The researchers found that during the Covid-19 pandemic in 2020, US counties with the highest poverty level had firearm homicide and firearm suicide rates that were 4.5 and 1.3 times as high, respectively, as counties with the lowest poverty level.
“That’s a big take home for me,” Houry said. “Because if we’re going to look at where to intervene, it’s in a lot of these impoverished communities.”
From 2019 to 2020, the overall firearm homicide rate climbed from 4.6 deaths to 6.1 deaths per 100,000 people nationwide, according to the new data. But that increase was not equally distributed, revealing widening disparities in homicides.
The largest increases in 2020 occurred among Black boys and men ages 10 to 44 and American Indian or Alaska Native men ages 25 to 44, the data showed.
The CDC’s findings on the firearm homicide rate tracks closely with the FBI’s 2020 Uniform Crime Report, released in September of last year.
Meanwhile, the overall firearm suicide rate among people age 10 and older remained nearly level between 2019 and 2020, climbing only slightly from 7.9 to 8.1 deaths per 100,000 people, CDC researchers found in their new report.
“Although the overall firearm suicide rate remained relatively unchanged between 2019 and 2020, young persons and some racial/ethnic minority groups experienced increases in firearm suicide,” the researchers wrote in their report.

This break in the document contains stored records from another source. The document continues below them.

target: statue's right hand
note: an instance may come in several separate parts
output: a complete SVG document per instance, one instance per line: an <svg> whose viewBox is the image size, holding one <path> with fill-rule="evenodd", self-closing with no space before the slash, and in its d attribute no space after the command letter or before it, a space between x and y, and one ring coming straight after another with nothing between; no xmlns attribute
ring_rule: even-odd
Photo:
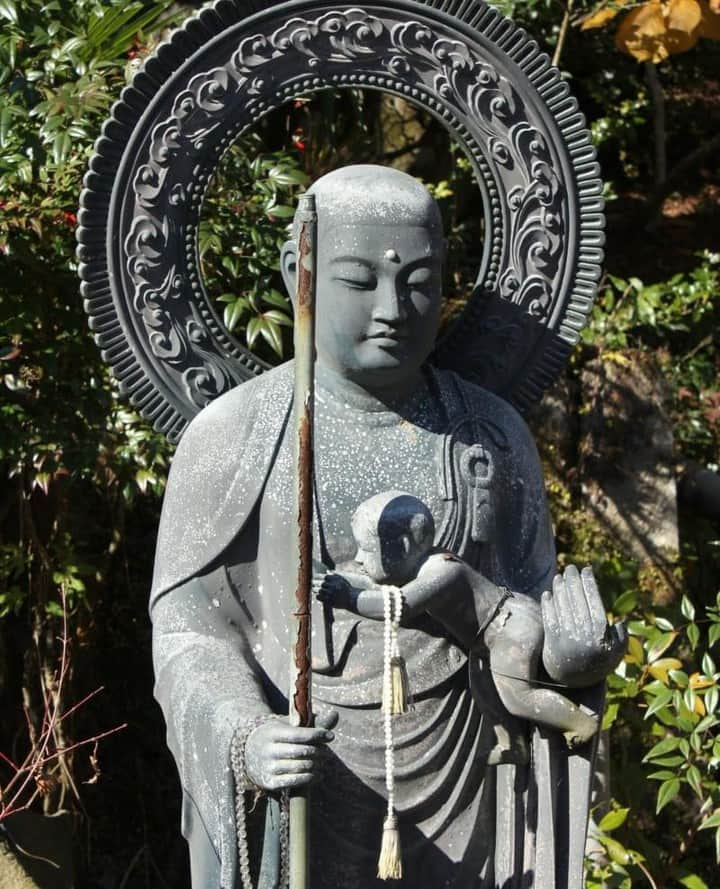
<svg viewBox="0 0 720 889"><path fill-rule="evenodd" d="M270 719L250 732L245 742L245 773L261 790L284 790L316 781L326 745L335 735L337 711L317 717L314 728Z"/></svg>

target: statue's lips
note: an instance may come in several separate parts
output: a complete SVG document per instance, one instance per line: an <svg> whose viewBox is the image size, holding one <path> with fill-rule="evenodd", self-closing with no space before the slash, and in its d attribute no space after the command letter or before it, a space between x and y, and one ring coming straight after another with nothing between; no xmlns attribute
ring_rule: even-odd
<svg viewBox="0 0 720 889"><path fill-rule="evenodd" d="M378 330L374 333L369 333L365 339L375 343L377 346L394 346L398 343L404 343L408 336L399 330Z"/></svg>

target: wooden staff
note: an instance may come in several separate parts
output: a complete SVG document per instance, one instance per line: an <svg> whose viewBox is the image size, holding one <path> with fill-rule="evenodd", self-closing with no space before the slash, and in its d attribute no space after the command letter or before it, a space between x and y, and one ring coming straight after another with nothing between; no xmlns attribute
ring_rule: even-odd
<svg viewBox="0 0 720 889"><path fill-rule="evenodd" d="M310 603L313 547L313 409L315 395L315 269L317 215L315 196L300 196L295 280L295 395L296 436L296 558L297 587L291 604L290 722L312 726ZM290 795L290 889L309 887L309 794L307 788Z"/></svg>

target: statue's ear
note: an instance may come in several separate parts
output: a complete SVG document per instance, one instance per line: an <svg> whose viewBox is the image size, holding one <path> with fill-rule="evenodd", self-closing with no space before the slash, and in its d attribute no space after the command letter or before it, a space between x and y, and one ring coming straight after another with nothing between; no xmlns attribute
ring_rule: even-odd
<svg viewBox="0 0 720 889"><path fill-rule="evenodd" d="M297 274L297 245L295 241L286 241L280 250L280 271L282 272L285 289L291 301L295 300L295 276Z"/></svg>
<svg viewBox="0 0 720 889"><path fill-rule="evenodd" d="M403 548L403 555L407 558L413 550L413 541L409 534L403 534L400 538Z"/></svg>

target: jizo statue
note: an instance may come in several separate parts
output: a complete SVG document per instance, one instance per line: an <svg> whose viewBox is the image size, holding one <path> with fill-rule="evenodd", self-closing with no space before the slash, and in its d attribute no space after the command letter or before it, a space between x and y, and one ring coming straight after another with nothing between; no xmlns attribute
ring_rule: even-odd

The largest increase occurred among American Indian and Alaska Native people, resulting in the group having the highest firearm suicide rate as of 2020.
The data in the report did not include information on the specific type of firearms used. “Oftentimes that information is not included in the death certificate. When it is included, the most common type of firearm is a handgun,” Thomas Simon, associate director for science at the CDC’s Division of Violence Prevention, told reporters during a call Tuesday.

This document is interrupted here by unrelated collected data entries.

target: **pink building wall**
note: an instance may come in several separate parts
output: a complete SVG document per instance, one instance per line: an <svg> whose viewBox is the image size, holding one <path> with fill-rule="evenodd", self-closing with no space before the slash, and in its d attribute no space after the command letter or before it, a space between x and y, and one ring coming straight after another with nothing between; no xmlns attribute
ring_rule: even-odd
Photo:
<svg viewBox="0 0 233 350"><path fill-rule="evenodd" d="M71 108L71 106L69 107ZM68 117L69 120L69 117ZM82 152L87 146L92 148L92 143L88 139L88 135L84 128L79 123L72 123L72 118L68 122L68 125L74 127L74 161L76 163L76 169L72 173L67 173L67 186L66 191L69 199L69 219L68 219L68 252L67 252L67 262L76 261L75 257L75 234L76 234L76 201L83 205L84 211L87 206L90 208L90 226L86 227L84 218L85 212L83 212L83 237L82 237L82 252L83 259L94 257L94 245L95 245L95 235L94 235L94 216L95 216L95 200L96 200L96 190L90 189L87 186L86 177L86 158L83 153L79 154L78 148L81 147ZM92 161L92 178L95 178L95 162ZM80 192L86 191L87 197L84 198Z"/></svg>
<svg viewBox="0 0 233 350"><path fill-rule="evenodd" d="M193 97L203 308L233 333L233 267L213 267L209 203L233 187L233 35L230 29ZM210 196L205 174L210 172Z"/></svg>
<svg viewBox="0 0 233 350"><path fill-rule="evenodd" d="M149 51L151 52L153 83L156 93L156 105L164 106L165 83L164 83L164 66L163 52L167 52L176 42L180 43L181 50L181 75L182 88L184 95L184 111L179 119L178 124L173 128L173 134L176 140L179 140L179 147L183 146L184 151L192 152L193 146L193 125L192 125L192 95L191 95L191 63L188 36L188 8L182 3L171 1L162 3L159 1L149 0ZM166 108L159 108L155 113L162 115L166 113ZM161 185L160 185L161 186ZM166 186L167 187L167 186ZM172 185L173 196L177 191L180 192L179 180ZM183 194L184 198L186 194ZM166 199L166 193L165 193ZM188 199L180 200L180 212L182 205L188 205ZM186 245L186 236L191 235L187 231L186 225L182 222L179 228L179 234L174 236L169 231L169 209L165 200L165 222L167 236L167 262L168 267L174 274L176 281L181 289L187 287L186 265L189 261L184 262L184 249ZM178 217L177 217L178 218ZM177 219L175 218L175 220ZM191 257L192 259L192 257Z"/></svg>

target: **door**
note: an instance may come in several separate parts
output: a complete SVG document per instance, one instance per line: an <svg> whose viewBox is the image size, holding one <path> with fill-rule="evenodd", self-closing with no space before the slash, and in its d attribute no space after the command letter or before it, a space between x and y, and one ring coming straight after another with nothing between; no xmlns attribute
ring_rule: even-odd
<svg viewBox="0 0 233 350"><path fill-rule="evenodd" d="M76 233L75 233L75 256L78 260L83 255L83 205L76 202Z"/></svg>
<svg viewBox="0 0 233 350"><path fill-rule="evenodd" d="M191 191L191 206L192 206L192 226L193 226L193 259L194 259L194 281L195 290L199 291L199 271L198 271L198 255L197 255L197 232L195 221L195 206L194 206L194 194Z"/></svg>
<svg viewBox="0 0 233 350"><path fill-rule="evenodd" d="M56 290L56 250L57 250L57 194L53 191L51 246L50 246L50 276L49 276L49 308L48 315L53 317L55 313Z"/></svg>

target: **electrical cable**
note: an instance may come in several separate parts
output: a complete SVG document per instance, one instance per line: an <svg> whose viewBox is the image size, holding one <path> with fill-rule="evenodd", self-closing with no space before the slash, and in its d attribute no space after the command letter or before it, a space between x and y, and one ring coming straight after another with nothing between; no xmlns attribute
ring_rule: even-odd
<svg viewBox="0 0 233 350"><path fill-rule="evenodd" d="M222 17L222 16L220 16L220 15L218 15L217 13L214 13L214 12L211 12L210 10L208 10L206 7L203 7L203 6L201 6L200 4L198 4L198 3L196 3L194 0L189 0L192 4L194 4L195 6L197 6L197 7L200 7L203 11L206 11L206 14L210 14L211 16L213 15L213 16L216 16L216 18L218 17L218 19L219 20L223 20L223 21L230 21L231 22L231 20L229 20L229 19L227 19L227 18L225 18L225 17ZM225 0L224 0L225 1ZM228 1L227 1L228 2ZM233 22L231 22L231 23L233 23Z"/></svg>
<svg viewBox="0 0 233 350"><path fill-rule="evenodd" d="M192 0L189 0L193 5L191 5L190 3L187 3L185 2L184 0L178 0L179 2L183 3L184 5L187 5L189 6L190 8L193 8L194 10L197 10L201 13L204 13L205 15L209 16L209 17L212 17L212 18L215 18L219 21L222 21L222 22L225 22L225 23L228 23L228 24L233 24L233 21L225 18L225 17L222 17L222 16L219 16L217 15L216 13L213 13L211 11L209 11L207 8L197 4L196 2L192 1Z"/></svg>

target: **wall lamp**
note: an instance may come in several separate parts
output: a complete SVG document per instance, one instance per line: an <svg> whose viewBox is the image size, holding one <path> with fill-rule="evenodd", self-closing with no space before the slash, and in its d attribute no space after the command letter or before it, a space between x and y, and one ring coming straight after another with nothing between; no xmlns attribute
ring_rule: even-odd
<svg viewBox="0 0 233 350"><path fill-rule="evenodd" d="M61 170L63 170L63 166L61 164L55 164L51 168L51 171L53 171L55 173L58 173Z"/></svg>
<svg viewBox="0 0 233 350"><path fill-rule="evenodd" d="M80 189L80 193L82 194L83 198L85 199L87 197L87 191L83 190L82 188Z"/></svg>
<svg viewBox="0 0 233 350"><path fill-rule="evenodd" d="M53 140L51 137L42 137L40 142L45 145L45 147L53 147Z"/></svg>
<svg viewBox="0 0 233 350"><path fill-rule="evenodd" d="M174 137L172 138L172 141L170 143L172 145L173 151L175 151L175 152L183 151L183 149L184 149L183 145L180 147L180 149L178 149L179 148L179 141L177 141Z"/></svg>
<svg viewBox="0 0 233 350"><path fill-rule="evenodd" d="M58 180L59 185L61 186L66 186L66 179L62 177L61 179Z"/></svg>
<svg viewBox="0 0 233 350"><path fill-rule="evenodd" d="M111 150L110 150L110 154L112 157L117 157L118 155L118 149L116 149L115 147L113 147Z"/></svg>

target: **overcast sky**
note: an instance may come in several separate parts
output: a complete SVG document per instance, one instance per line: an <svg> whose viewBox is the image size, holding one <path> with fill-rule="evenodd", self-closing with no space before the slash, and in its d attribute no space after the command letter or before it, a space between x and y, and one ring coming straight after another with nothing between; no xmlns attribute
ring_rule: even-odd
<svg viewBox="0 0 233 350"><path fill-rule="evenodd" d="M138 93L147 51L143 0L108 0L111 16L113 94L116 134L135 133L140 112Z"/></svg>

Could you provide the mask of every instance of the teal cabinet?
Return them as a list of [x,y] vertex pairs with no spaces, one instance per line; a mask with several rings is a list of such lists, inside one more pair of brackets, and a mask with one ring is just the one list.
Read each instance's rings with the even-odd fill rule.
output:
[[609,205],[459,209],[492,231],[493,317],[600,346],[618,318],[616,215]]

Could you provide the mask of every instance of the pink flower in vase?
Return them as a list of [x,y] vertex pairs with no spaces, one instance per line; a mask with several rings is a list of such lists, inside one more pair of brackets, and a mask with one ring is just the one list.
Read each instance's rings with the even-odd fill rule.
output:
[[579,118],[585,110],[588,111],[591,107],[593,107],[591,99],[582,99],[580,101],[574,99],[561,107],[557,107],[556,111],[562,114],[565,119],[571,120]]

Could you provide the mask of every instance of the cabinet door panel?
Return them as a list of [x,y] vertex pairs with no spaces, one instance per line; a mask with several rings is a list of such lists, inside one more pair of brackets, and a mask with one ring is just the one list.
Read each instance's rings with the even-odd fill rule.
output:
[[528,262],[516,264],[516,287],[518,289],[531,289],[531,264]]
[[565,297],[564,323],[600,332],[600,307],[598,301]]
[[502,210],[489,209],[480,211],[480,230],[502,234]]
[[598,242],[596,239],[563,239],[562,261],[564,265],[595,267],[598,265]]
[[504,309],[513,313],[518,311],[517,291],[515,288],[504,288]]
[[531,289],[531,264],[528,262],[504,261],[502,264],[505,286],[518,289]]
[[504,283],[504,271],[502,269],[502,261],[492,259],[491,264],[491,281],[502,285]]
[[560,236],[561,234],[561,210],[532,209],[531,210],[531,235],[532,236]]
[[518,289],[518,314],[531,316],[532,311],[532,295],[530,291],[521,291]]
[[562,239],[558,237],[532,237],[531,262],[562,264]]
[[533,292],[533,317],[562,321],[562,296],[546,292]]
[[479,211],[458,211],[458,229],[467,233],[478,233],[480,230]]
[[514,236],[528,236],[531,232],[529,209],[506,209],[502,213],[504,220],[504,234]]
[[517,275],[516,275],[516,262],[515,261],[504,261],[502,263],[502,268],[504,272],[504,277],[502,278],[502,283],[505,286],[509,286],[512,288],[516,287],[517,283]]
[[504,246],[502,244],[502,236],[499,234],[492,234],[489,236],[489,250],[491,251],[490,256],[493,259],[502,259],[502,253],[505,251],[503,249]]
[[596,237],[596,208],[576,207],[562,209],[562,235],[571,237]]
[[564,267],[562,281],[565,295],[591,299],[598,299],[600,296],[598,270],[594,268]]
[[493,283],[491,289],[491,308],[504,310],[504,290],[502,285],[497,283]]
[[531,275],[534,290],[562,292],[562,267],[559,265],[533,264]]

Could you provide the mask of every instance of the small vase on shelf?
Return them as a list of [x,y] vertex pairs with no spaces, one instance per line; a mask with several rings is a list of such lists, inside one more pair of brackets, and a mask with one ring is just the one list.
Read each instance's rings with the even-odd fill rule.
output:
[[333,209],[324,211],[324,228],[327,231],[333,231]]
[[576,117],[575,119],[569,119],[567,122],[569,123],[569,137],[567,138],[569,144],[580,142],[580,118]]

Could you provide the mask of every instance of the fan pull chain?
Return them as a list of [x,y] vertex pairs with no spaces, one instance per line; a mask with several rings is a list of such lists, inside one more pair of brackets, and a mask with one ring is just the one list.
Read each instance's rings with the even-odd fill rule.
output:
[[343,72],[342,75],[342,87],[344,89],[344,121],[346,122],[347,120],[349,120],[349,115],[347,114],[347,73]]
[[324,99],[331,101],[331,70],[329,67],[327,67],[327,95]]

‘When I went to medical school, this wasn’t something that we talked about’
Gun violence is a “significant public health problem,” Houry wrote in an opinion paper with Simon and Dr. Alexander Crosby, published Tuesday in the medical journal JAMA.
In their paper, they note that clinicians can play a role in talking to patients about gun safety, but medical schools often do not incorporate firearm safety, violence prevention and social determinants of health in their curricula.
“When I went to medical school, this wasn’t something that we talked about or were trained on. I didn’t start thinking about it until I saw the consequences of it,” Houry said.
“But those who had received formal training were more likely to report a higher level of comfort with asking patients about firearm ownership,” Houry said. “So for me, it’s about making sure clinicians understand their role and then have the tools on what to do.”
‘We need to figure out how we de-conflict our society’
Communities can also use these new data on firearm deaths to consider interventions to reduce violence.
The CDC currently is funding 18 two-year research projects on gun violence. “With the recent congressional appropriations for the past two years, we’ve been able to fund 18 promising projects to look at innovations to prevent firearm violence,” Houry told reporters during a call Tuesday.
He said the rise in homicides has occurred parallel to a recent rise in overall violence, hate, tensions, political divisions and anger displayed in communities across the country.
“We’re literally seeing it in front of our eyes — at school board meetings and public events,” Benjamin said.
“People seem to have lost all civility, and then you couple that with having to stay home, and being stressed from that, losing your job, losing resources, fear for your health, more guns,” he said. “I think we need to figure out how we de-conflict our society.”
CNN’s Brenda Goodman and Priya Krishnakumar contributed to this report.